Así que, desprestigiada la razón y secuestrada la libertad, la izquierda ha tratado en los últimos años de refugiarse en la «fraternidad» y sus vínculos emocionales, reivindicación históricamente indispensable dentro de una tradición izquierdista muy viril, muy táctica y muy ascética. Durante la última década, en efecto, se ha intentado abordar tanto la desigualdad como la libertad desde el feminismo y el ecologismo, enfatizando esta dimensión filiativa negada u olvidada para insistir en el discurso de los afectos y los cuidados. Pues bien, la implosión organizativa de Podemos y las rencillas internas del feminismo, bellacamente explotadas por la derecha, han minado también la credibilidad política de la fraternidad como potencialmente constitutiva de mundo común. Como para dar la razón a Arendt frente a Domenech (ay) la dimensión universal republicana de la emoción se reduce hoy al intercambio interclasista de flores y gatitos en internet mientras que su eficacia social se ha vuelto enteramente lenitiva y particular: es apenas el cemento identitario que asegura la estabilidad, fuera del mundo, de pequeñas comunidades aisladas y sufrientes.

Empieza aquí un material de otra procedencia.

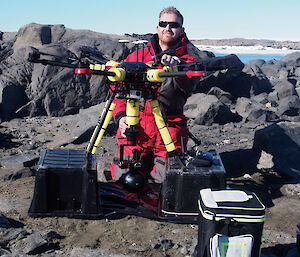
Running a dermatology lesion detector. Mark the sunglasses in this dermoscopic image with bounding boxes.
[158,21,181,29]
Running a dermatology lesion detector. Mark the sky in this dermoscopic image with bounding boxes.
[0,0,300,41]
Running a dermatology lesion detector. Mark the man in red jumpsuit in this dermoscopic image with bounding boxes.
[111,7,195,183]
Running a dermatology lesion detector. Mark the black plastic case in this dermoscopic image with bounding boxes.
[161,150,226,222]
[193,189,265,257]
[28,149,101,218]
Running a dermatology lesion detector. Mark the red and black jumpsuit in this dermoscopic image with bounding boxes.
[111,34,195,183]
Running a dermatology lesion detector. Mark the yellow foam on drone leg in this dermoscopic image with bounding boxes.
[92,102,116,154]
[150,100,176,152]
[147,69,166,82]
[108,67,126,82]
[87,100,109,149]
[126,99,140,126]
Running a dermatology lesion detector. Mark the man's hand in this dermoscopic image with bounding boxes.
[119,116,129,137]
[161,54,180,67]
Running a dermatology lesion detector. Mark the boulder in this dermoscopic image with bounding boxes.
[235,97,278,122]
[184,93,241,125]
[252,121,300,179]
[277,95,300,116]
[207,87,233,104]
[0,23,129,120]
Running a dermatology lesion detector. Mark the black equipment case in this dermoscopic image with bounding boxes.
[28,149,100,218]
[160,150,226,223]
[194,188,265,257]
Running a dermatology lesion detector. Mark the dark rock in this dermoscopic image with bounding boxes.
[159,238,174,251]
[46,230,65,241]
[0,214,11,228]
[0,228,28,245]
[184,93,241,125]
[246,109,278,122]
[0,23,129,120]
[235,97,278,122]
[253,122,300,180]
[274,81,296,102]
[0,247,11,256]
[207,87,233,104]
[251,93,269,105]
[22,232,47,254]
[280,52,300,67]
[277,95,300,116]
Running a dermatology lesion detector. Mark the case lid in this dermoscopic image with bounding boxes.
[199,188,265,222]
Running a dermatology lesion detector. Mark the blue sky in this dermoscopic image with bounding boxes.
[0,0,300,41]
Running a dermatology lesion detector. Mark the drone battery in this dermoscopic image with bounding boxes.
[28,149,100,218]
[161,150,226,222]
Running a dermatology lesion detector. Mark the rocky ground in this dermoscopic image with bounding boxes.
[0,112,300,257]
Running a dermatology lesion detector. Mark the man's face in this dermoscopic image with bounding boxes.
[157,13,184,46]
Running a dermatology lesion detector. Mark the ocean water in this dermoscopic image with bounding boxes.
[214,53,285,63]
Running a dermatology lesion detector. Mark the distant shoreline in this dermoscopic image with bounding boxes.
[190,38,300,50]
[194,44,300,55]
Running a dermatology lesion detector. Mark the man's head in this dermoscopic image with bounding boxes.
[157,6,184,50]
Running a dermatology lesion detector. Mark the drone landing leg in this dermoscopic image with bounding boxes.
[150,100,176,153]
[87,92,115,154]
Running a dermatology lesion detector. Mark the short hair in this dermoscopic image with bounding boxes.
[159,6,183,25]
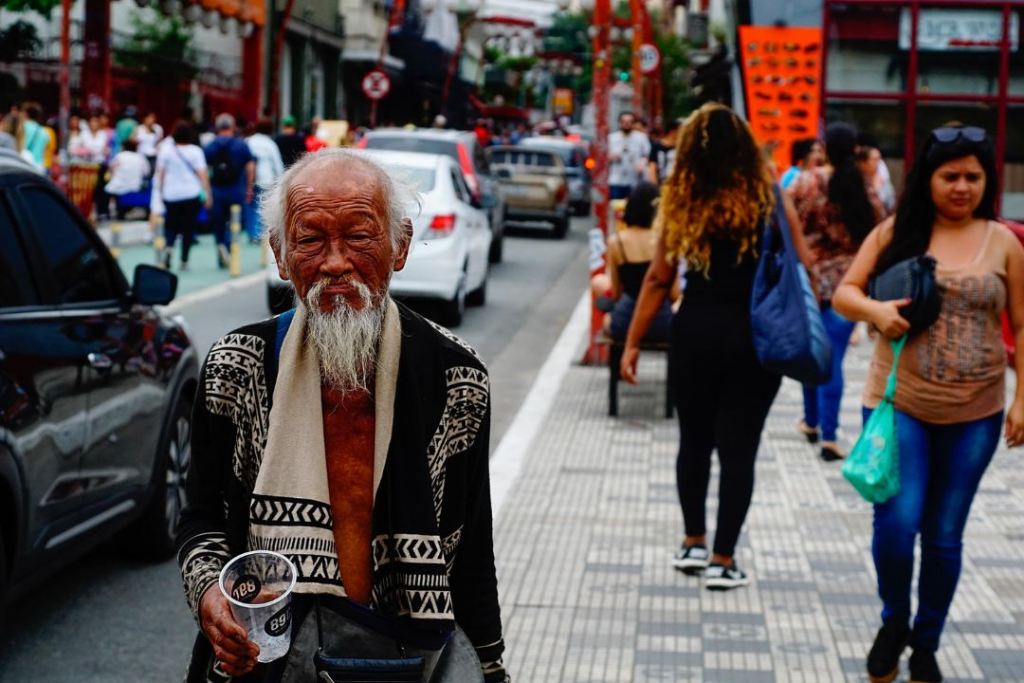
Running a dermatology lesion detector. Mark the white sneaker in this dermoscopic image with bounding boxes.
[705,562,751,591]
[672,544,711,577]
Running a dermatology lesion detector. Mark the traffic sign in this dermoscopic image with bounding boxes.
[362,69,391,100]
[638,43,662,74]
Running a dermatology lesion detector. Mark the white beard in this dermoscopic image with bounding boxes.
[303,280,387,393]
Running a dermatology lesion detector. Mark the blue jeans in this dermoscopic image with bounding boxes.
[864,409,1002,652]
[804,305,855,441]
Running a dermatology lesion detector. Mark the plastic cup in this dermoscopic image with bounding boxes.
[220,550,298,663]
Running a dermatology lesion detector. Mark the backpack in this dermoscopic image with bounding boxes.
[210,142,242,187]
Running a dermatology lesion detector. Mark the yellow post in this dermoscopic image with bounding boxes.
[153,214,167,267]
[231,204,242,278]
[111,220,124,258]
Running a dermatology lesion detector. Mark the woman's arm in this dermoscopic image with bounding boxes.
[833,219,910,339]
[1005,230,1024,447]
[620,234,676,384]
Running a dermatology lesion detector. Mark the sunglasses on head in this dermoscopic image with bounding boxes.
[932,126,988,144]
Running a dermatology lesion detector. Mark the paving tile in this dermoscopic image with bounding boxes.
[495,344,1024,683]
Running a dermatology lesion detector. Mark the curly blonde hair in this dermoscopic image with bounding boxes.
[659,103,774,275]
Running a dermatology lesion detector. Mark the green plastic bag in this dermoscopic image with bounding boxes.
[843,335,906,503]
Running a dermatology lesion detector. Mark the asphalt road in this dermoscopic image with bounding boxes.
[0,219,592,683]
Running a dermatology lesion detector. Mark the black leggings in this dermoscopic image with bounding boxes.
[671,344,781,557]
[164,199,200,263]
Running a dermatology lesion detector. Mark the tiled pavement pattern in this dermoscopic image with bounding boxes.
[496,339,1024,683]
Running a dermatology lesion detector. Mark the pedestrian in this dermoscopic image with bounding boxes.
[608,112,650,200]
[203,114,256,268]
[246,119,285,244]
[788,123,885,463]
[778,137,825,189]
[103,137,152,220]
[178,148,509,683]
[156,121,213,270]
[273,115,306,168]
[132,112,164,176]
[20,102,49,171]
[834,127,1024,683]
[621,103,807,590]
[646,119,683,185]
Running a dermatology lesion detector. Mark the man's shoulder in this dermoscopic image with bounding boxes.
[397,303,486,372]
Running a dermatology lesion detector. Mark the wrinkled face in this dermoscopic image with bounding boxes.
[931,155,986,220]
[274,163,412,313]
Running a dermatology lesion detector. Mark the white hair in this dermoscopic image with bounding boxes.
[259,147,420,258]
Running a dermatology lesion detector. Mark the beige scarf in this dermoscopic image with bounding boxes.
[248,299,401,596]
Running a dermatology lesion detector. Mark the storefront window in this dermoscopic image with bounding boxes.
[825,5,907,93]
[913,7,1020,95]
[1002,104,1024,222]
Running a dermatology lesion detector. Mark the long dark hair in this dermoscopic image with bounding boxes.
[874,126,999,272]
[825,123,876,245]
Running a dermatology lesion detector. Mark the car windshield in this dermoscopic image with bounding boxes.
[490,150,555,168]
[367,135,459,161]
[522,140,575,166]
[391,164,436,193]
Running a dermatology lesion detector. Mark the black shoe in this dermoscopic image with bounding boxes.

Díaz Ayuso, presidenta de Ayusistán, habla como si no tuviera alma, en el sentido más literal del término: sus palabras parecen esparcidas en un cuerpo vacío, del que se levantan, como la hojarasca, cuando hay corriente. Pero esa indiferencia apenas porosa, tesoro natural que ella y sus asesores enriquecen cada día, y que tiene algo banalmente magnético, oculta un infalible instinto político. Todo esto que acabo de exponer lo sabe muy bien la dirigente del PP. El otro día lo demostró en otra de sus (así llamadas) «meteduras de pata», síntesis prodigiosas, en realidad, de lúcido empoderamiento despreciativo. Todos conocemos la ocurrencia: a la portavoz de Unidas Podemos en la Asamblea de Madrid, Alejandra Jacinto, que le había leído la carta de una niña de Cañada Real, Ayuso le respondió sin emoción alguna: «yo no gestiono sentimientos». A lo que añadió enseguida, con resignada mansedumbre descriptiva, este extraño anacoluto: «la cursilería que hacen ustedes».

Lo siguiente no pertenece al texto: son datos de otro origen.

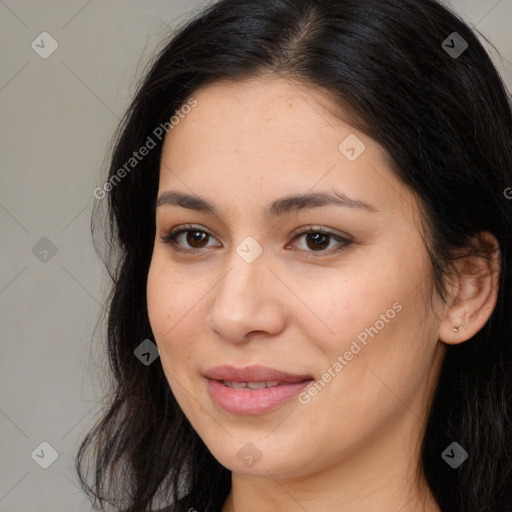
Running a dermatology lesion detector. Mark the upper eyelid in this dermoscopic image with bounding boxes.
[162,224,354,250]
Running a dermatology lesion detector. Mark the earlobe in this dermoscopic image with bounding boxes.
[439,232,501,345]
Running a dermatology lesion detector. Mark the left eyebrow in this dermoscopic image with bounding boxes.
[155,190,379,217]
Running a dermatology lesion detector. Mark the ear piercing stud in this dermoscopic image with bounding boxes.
[453,324,466,332]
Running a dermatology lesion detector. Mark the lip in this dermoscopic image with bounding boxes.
[205,365,313,414]
[204,365,313,383]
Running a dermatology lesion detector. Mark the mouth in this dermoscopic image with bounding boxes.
[204,365,313,389]
[205,366,313,415]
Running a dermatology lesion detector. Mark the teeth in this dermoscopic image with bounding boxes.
[222,380,279,389]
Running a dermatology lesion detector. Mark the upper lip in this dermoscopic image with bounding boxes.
[204,365,312,382]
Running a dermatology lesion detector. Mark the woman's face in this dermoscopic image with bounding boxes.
[147,79,444,477]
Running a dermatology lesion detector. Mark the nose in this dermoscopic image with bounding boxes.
[207,245,286,343]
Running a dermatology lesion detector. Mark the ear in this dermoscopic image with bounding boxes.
[439,231,501,345]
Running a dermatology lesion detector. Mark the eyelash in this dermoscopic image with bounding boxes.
[160,224,352,258]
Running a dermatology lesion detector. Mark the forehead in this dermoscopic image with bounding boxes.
[160,78,418,221]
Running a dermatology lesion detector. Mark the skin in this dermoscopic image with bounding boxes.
[147,78,497,512]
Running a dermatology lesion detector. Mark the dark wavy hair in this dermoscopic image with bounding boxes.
[75,0,512,512]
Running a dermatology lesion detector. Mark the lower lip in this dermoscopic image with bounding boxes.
[207,379,312,414]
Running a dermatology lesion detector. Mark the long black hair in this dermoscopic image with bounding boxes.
[76,0,512,512]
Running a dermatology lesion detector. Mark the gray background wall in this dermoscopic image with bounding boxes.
[0,0,512,512]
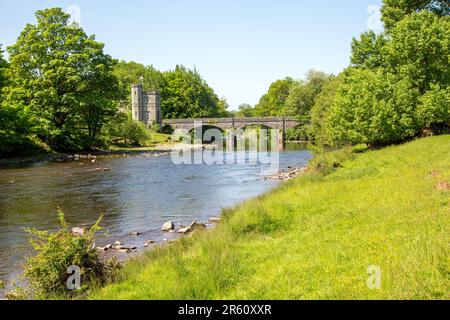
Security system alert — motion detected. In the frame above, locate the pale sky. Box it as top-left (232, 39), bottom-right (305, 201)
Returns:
top-left (0, 0), bottom-right (381, 109)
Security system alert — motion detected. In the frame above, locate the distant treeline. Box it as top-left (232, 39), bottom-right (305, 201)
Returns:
top-left (237, 0), bottom-right (450, 146)
top-left (0, 0), bottom-right (450, 155)
top-left (0, 8), bottom-right (229, 156)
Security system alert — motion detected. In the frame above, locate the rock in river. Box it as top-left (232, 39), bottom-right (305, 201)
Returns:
top-left (72, 227), bottom-right (84, 237)
top-left (161, 221), bottom-right (175, 232)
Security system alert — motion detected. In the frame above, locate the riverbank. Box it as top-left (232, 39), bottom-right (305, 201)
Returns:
top-left (90, 135), bottom-right (450, 299)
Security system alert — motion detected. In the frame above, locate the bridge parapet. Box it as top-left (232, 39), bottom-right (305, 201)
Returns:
top-left (162, 117), bottom-right (303, 131)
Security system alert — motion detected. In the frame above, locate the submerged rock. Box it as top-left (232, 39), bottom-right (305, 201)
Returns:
top-left (178, 227), bottom-right (192, 234)
top-left (188, 221), bottom-right (206, 230)
top-left (208, 217), bottom-right (222, 223)
top-left (144, 240), bottom-right (155, 247)
top-left (128, 231), bottom-right (142, 236)
top-left (71, 227), bottom-right (84, 237)
top-left (161, 221), bottom-right (175, 232)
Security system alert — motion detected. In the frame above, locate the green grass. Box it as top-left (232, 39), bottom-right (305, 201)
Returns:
top-left (91, 136), bottom-right (450, 299)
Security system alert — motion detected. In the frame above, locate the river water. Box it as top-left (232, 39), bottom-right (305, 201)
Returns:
top-left (0, 145), bottom-right (311, 282)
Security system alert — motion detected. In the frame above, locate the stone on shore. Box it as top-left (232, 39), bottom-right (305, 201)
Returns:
top-left (178, 227), bottom-right (192, 234)
top-left (71, 227), bottom-right (84, 237)
top-left (144, 240), bottom-right (155, 247)
top-left (208, 217), bottom-right (222, 223)
top-left (161, 221), bottom-right (175, 232)
top-left (188, 221), bottom-right (206, 230)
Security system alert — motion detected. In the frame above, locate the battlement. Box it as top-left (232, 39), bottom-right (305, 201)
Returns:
top-left (131, 85), bottom-right (162, 125)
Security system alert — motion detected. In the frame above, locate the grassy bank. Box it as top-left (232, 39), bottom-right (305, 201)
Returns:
top-left (91, 136), bottom-right (450, 299)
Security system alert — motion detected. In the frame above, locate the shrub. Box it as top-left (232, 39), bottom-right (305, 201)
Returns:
top-left (24, 210), bottom-right (108, 298)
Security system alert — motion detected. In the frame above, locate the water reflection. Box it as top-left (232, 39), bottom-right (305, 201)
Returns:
top-left (0, 145), bottom-right (311, 280)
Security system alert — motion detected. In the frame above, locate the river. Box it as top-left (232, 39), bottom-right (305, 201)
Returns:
top-left (0, 144), bottom-right (311, 282)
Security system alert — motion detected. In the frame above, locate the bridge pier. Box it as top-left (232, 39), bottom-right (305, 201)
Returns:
top-left (226, 130), bottom-right (236, 151)
top-left (276, 129), bottom-right (286, 151)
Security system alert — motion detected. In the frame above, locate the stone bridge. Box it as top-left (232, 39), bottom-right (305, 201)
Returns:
top-left (161, 117), bottom-right (303, 146)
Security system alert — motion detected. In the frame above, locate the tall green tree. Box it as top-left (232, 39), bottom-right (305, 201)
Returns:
top-left (161, 65), bottom-right (226, 119)
top-left (327, 68), bottom-right (419, 146)
top-left (284, 70), bottom-right (330, 121)
top-left (235, 103), bottom-right (255, 118)
top-left (0, 46), bottom-right (32, 156)
top-left (382, 12), bottom-right (450, 94)
top-left (311, 73), bottom-right (344, 145)
top-left (351, 31), bottom-right (387, 69)
top-left (381, 0), bottom-right (450, 32)
top-left (255, 77), bottom-right (294, 117)
top-left (8, 8), bottom-right (118, 150)
top-left (0, 44), bottom-right (8, 97)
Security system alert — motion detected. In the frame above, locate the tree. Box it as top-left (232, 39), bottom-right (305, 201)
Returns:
top-left (284, 70), bottom-right (330, 121)
top-left (417, 85), bottom-right (450, 132)
top-left (351, 31), bottom-right (387, 68)
top-left (0, 44), bottom-right (8, 97)
top-left (381, 0), bottom-right (450, 32)
top-left (8, 8), bottom-right (117, 150)
top-left (328, 68), bottom-right (419, 146)
top-left (382, 12), bottom-right (450, 95)
top-left (311, 73), bottom-right (344, 145)
top-left (236, 103), bottom-right (255, 118)
top-left (0, 46), bottom-right (32, 155)
top-left (161, 66), bottom-right (225, 119)
top-left (255, 77), bottom-right (294, 117)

Es importante apreciar la agudeza demoledora de Ayuso. En la carta de la niña la presidenta de Ayusistán no escuchaba una denuncia de desigualdad, a la que la razón política debía dar una respuesta, sino una pura expresión de sentimientos: el frío de la niña en una casa sin luz era un sentimiento, no un hecho, y la indignación de la diputada de izquierdas era, claro, puramente sentimental. En ese intercambio parlamentario no había, por tanto, nada propiamente político; no estaba en cuestión la justicia sino la «fraternidad», esa espuma irisada de orquídeas blancas y gatitos cuquis. De un plumazo, con dos balbucientes torpezas geniales, Ayuso sustituyó la política por la gestión, que es ahora (liquidadas la razón y los afectos, la igualdad y la fraternidad) pura gestión de deseos; es decir, privatización de la libertad a través del libre comercio y el libre consumo. La izquierda es comunista o cursi; o comunista y cursi, dos opciones, como sabemos, derrotadas en las últimas elecciones madrileñas.

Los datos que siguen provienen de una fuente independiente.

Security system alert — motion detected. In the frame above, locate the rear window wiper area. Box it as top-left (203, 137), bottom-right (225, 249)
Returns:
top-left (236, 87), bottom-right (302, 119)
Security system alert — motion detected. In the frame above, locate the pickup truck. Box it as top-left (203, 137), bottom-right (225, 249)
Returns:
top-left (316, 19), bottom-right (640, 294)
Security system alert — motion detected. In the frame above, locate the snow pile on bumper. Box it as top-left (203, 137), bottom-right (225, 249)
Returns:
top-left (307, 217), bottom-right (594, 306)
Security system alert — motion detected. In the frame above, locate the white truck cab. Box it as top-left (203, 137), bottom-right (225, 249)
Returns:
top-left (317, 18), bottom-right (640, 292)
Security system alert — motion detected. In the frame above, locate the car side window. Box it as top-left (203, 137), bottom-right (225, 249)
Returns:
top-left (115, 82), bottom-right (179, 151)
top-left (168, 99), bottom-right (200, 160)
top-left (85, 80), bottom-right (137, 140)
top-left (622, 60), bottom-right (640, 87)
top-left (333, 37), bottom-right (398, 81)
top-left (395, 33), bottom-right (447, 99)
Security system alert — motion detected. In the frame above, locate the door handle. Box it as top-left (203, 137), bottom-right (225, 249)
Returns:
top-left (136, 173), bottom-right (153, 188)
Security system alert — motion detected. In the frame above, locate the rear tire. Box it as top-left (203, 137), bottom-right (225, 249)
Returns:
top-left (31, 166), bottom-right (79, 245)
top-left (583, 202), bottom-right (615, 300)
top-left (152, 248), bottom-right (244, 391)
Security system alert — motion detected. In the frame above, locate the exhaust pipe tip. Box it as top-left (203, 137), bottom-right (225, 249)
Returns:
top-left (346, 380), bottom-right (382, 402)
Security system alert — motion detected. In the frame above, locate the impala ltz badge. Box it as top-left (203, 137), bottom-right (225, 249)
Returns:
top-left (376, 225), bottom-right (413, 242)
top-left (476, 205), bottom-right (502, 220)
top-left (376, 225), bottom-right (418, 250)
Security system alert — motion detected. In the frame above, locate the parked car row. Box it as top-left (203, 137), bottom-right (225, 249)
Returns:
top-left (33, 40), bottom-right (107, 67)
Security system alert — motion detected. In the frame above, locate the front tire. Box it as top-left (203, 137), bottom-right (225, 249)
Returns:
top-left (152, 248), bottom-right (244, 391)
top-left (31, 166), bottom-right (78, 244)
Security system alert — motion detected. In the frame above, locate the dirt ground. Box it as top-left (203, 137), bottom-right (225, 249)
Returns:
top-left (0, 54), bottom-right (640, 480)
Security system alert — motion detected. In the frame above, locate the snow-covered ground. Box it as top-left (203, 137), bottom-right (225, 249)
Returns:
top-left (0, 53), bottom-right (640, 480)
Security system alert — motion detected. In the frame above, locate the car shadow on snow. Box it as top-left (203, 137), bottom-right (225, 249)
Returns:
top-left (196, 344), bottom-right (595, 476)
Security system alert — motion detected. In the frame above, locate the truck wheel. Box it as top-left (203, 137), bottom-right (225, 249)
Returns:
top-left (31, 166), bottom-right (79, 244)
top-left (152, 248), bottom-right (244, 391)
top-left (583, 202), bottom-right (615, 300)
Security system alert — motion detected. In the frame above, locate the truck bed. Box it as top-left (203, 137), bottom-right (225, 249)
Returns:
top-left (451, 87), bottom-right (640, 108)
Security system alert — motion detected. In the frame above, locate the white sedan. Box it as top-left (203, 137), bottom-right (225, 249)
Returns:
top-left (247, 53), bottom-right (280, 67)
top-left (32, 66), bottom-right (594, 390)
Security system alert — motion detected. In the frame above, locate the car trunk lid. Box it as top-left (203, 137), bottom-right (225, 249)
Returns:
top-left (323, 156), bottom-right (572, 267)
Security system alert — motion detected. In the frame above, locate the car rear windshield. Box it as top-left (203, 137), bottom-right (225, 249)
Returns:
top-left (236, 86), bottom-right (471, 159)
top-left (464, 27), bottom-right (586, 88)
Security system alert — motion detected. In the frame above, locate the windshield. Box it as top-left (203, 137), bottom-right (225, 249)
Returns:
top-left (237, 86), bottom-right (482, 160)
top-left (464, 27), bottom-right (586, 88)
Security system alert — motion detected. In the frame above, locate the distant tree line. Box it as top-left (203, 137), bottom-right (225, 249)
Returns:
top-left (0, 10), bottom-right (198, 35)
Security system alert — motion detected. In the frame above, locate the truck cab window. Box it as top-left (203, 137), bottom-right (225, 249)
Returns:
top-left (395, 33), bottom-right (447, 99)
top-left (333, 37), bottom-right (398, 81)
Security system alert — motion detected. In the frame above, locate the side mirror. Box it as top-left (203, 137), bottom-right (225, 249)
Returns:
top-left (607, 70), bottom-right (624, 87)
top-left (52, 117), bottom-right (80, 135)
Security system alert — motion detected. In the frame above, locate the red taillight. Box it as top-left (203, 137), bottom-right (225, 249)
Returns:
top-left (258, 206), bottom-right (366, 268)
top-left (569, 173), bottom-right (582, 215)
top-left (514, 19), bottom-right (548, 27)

Ayuso se ha mostrado, sí, cruelmente atinada: a la izquierda ya no le basta con tener razón ni con tener corazón. La «cursilería» tuvo quizás su momento, pero las mandíbulas de los electoralismos y el empalague de las redes lo han dejado atrás. Lo lamento, porque soy la persona más cursi del mundo, pero creo que hay que buscar otras vías para acercar la igualdad y la fraternidad, al borde como estamos del colapso ecológico, a votantes cínicos, de paladar estragado por la glucosa y sedientos de «libertad».

Cuidémonos mucho en silencio y sin alharacas de colores; seamos cursis hasta la extenuación en nuestros abrazos y nuestras utopías. Ahora bien, cuando se tiene el gobierno nacional -y se tendrá durante dos años más-, ¿no convendría que la izquierda tratase de introducir en España un poco de razón y de corazón por mediación de esos hechos democráticos que llamamos Leyes?